Recentemente o presidente da federação dos bancos disse “Os bancos gostam de emprestar e de receber o valor emprestado de volta” (fonte). Na prática é isso mesmo que ocorre. Os bancos gostam mais ainda quando conseguem captar dinheiro oferecendo investimentos que pagam juros baixos e oferecem esse mesmo dinheiro emprestado cobrando taxas absurdamente elevadas como ocorre com o cheque especial.

Curiosidade: tela visualizada pelos economistas ao chutarem a inflação mensal e anual futura que será medida pelo IPCA.

Conclusão:

Vimos que os economistas que trabalham nas instituições financeiras tendem a projetar inflação e Selic menores. Isso pode ser um sinal de que desejam transmitir uma expectativa que possa influenciar o Banco Central a reduzir a taxa Selic e, por consequência, reduzir seus custos de captação e de inadimplência.

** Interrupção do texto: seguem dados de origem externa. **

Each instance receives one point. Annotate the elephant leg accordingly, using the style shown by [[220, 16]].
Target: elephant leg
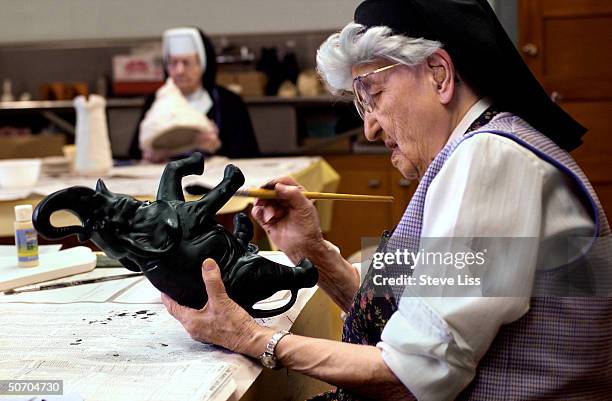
[[170, 187], [210, 203], [243, 229]]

Sabemos que o Boletim Focus é utilizado pelo Banco Central como uma ferramenta para decisões de Política Monetária. Os dados coletados nas pesquisas são utilizados nas reuniões do COPOM e são usados como insumo para os modelos de projeção da inflação (fonte).

É uma pena que o Banco Central só pergunte as expectativas de inflação e taxa Selic para os economistas das instituições financeiras. Tenho certeza que você também saberia dar os mesmos chutes imprecisos que eles dão. Pelo menos os pequenos investidores, devedores, donas de casa, empreendedores, trabalhadores e outros grupos, além dos economistas, poderiam compartilhar com o Banco Central suas próprias expectativas.

Diante de tudo isso que foi dito e mostrado aqui, eu recomendo que você use as suas próprias expectativas sobre o futuro para tomar suas decisões de investimento. Se é para chutar, chute você mesmo. Estude e prepare-se para assumir o controle da sua vida financeira dependendo o mínimo possível das opiniões de terceiros.